Kratos and Thor do fight- twice. Once, at the very beginning of the game, at which point Thor obviously wasn’t going to die- there was no way he would have such a small role in the game. And once, right towards the end of the game, in the build-up to the final boss fight against Odin. Kratos does defeat Thor, but of course, by that time, his personal arc has hit a point where he’s no longer as blasé about killing his enemies as he has always been. He wants to set a better example for Atreus, he sees some of himself in Thor (again, we’ll get to this in a bit), while Atreus’ friendship with Thrud is another factor that deters him. After their battle is over, Kratos’ first instinct isn’t to strike the killing blow, but to try and make Thor see reason.

And he does see reason. God of War Ragnarok does an excellent job of building up Thor’s character to show exactly how he gets to the point where he actually agrees to lay down his arms and stop fighting for his father (his wife Sif and Thrud have a big hand in that), but even so, actually witnessing that turn is a surprising moment. Of course, just as surprising is watching Odin instantly swoop in and kill Thor with no remorse.
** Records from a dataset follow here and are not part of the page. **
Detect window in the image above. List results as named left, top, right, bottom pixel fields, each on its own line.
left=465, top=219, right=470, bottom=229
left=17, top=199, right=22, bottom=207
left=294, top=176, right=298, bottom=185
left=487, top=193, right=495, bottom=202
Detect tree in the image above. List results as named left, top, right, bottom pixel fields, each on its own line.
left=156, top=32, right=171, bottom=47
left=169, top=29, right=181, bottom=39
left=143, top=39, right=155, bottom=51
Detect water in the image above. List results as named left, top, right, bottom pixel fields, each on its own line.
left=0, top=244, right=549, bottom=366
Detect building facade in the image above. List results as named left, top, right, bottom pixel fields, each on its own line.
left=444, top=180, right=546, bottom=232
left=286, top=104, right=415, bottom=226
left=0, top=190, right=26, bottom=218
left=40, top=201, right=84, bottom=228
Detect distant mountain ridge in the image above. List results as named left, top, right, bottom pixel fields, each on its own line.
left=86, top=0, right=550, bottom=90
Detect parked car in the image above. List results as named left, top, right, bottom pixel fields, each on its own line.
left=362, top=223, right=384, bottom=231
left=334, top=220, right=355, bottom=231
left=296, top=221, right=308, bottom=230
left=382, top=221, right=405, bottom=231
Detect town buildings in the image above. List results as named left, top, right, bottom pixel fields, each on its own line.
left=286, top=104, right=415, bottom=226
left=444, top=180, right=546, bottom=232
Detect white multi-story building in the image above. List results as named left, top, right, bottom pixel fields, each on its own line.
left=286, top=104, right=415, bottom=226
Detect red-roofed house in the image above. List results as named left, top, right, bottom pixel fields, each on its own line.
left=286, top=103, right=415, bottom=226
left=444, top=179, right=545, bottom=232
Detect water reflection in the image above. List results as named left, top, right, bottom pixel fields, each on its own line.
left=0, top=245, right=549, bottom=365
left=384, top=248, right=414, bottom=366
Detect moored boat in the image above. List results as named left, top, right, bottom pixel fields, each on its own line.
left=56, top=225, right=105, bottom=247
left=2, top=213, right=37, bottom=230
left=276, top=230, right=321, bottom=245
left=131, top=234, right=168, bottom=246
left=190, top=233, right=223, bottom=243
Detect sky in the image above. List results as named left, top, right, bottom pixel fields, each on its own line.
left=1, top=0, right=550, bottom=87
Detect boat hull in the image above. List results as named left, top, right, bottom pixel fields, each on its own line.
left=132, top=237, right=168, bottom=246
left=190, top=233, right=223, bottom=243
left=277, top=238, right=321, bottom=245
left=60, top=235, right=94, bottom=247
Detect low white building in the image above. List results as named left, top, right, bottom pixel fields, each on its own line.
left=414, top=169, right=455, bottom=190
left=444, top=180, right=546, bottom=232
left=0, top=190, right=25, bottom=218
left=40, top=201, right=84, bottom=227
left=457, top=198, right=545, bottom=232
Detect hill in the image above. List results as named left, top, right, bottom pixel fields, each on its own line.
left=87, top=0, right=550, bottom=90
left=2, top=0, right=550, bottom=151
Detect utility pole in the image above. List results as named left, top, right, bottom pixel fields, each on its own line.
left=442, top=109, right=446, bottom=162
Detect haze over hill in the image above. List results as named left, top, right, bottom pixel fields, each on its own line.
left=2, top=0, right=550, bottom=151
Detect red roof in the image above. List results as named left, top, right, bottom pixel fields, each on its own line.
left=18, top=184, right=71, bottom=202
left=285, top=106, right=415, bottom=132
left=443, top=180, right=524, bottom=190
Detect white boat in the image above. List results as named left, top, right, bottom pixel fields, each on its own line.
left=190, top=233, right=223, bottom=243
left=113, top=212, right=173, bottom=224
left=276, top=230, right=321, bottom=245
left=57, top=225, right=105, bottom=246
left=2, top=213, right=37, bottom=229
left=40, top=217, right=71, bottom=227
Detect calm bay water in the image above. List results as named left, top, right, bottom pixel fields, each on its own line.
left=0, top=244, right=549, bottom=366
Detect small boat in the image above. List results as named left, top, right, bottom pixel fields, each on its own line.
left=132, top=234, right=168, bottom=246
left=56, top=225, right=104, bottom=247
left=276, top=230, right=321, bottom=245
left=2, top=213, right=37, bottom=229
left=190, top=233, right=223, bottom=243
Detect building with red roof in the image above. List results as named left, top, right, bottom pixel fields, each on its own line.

So yeah, Thor did die, which means his story ultimately ended where everyone had predicted it would- but almost no one could have predicted how it would get to that point.


God of War Ragnarok

This is something that we spoke of here at GamingBolt in the lead-up to Ragnarok’s launch, so it isn’t particularly surprising. Even so, it’s a fascinating subversion, and one that doubles down on the God of War franchise’s newfound love for character-driven storytelling. Based on everything that we found out about Thor in the 2018 game, the parallels between him and Kratos’ own murderous past self were clear to see, but Ragnarok takes that even further.

From Thor’s personal struggles to his insecurities about how he is treated by his father to how he struggles constantly with feeling like he’s letting down his wife and daughter, there’s a lot in his personal arcs that establishes very well that he’s not in a good place (to say the least), and that a lot of it comes down to Odin. His sons, Magni and Modi, are killed, and yet Odin doesn’t seem to care all that much. Instead, he is constantly ordered around by his father like a lapdog, frequently berated, and firmly told time and again that his purpose is to kill and follow orders, not to think or ask questions. He’s bound in servitude to an uncaring, rampaging, destructive master, which in turn has led him down a path of constant violence. And being full aware of everything that he’s done, he’s become convinced that there’s no way back for him, no chance at even a shred of redemption- and so, he sinks deeper into that cycle of violence.

That particular dilemma is something that Kratos is all too familiar with, and it’s fascinating to see him come to that realization, to see the game make that connection the way it does, and to see significantly that ends up changing his story.

All of these factors (and more) come together in incredible ways, arguably making Thor’s arc one of the most engaging in the entire game- and one of the most surprising. And above all, his arc is a perfect example of how much more nuanced and textured God of War’s storytelling has become in the series’ current era.